Disciplined investors see a correction as an opportunity to acquire or add to high-quality holdings. They are the long-term winners. They don’t simply buy stocks; they see their holdings as passive ownership in good businesses. Those investors may be focused on dividend growth rates or free cash flow or any number of metrics. They are the ones who may not accumulate the wealth of a Warren Buffett, but they are likely to be very successful by emulating his style.
Correction vs. bear market
So, is it a correction or the beginning of a bear market? Our bias is that it is a correction.
If it is the beginning of a bear market, then the market as a discounting mechanism is telling us that the current positive economic conditions are going to change. Slow but steady growth of gross domestic product must decelerate, historically low unemployment rates must rise, consumers must sharply curtail spending, and corporate earnings must decline.
So far none of this has materialized, and no trends indicate that there is likely to be a seriously damaged economy or a bear market. It remains to be seen if this correction is one that is normal within the context of a bull market.
There is an investor subset that ignores all of this correction versus bear market discussion. They are the ones who are in the strange reasoning category that includes those who won’t sell because they don’t want to pay taxes, their stock was inherited from Aunt Bea, or it wouldn’t be right because that was where they worked. We’ll address these and other such foibles in a future column.
Disciplined investors
What to do now if you are a disciplined investor?
Of the various metrics listed above, let’s look at one – stocks with solid dividends. Compare the dividends and dividend growth rates of the large companies to the 10-year Treasury, then ask yourself which you would rather own for the next 10 years: the Treasury yielding 4.7 percent or one or more companies that have comparable dividend yields and are likely to increase those dividends regularly.

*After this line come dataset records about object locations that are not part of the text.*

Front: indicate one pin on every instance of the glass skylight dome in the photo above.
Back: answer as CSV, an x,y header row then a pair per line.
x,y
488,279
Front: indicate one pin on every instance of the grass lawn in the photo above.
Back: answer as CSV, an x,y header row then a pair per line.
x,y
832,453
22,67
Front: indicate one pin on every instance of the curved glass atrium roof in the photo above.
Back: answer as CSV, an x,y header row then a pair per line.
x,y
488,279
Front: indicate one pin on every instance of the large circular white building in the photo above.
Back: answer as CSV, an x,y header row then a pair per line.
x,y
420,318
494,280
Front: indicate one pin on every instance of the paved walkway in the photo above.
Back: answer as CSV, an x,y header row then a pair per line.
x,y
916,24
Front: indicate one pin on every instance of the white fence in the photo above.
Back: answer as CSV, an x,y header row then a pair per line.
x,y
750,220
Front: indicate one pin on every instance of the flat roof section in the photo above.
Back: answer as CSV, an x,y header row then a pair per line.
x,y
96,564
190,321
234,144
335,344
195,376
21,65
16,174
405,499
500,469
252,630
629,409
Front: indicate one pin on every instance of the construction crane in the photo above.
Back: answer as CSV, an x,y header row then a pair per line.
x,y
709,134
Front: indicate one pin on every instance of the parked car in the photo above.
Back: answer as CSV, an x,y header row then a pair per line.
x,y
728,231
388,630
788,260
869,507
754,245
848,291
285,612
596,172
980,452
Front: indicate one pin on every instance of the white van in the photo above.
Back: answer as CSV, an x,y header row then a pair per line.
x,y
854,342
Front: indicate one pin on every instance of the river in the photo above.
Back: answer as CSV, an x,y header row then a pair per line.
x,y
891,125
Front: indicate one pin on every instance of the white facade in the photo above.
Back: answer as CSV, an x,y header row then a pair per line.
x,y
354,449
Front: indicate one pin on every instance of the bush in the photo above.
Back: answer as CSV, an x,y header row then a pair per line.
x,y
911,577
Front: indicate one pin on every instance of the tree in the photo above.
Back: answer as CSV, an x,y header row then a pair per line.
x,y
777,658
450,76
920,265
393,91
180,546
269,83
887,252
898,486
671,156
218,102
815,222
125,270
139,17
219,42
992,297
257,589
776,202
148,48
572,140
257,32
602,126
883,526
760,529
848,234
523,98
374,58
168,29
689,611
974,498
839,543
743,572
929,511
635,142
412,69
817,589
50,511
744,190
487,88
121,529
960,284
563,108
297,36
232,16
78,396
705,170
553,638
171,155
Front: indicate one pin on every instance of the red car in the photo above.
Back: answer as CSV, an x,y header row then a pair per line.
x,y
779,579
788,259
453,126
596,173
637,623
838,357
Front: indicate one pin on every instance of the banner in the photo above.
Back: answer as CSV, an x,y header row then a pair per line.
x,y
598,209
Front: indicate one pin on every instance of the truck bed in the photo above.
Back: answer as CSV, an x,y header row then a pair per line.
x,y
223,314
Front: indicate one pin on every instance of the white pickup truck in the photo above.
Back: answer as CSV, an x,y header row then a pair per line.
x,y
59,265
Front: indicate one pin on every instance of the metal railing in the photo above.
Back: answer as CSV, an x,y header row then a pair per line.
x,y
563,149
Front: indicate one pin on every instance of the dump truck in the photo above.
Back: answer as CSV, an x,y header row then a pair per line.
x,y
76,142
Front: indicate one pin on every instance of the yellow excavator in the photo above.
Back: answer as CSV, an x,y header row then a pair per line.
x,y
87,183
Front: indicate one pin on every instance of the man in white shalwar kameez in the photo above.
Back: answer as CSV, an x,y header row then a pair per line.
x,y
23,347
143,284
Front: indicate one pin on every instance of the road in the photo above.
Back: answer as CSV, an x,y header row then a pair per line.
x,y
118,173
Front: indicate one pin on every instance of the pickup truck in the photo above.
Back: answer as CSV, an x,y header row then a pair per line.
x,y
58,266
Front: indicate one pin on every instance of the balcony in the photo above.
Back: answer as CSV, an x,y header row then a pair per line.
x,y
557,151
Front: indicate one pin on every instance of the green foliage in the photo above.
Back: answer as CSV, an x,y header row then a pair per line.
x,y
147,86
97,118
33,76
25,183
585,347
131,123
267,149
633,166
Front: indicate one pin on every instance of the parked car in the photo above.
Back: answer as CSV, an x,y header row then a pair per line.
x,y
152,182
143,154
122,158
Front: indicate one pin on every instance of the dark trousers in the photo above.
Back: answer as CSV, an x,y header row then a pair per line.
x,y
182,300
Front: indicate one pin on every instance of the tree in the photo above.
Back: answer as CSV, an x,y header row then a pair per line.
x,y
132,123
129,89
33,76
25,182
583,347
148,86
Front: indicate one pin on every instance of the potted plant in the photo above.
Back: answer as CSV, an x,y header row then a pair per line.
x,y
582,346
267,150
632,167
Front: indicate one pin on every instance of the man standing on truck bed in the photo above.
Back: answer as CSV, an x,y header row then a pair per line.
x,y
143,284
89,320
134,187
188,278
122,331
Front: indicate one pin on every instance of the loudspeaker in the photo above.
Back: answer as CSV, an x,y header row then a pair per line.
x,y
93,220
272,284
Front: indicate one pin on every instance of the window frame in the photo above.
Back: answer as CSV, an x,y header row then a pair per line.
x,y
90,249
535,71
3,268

Among the list, you will find Wachovia (4.8 percent), Citigroup (4.6 percent) and Bank of America (5.4 percent). Yes, they are all in the currently much-maligned financial industry, and are all under pressure in this trampoline market. But are they likely to be in business 10 years from now and paying a higher dividend? We think so (and may be buying these issues on behalf of our clients or for our own accounts), making this one of those opportunities for the disciplined investor to add to or acquire solid companies.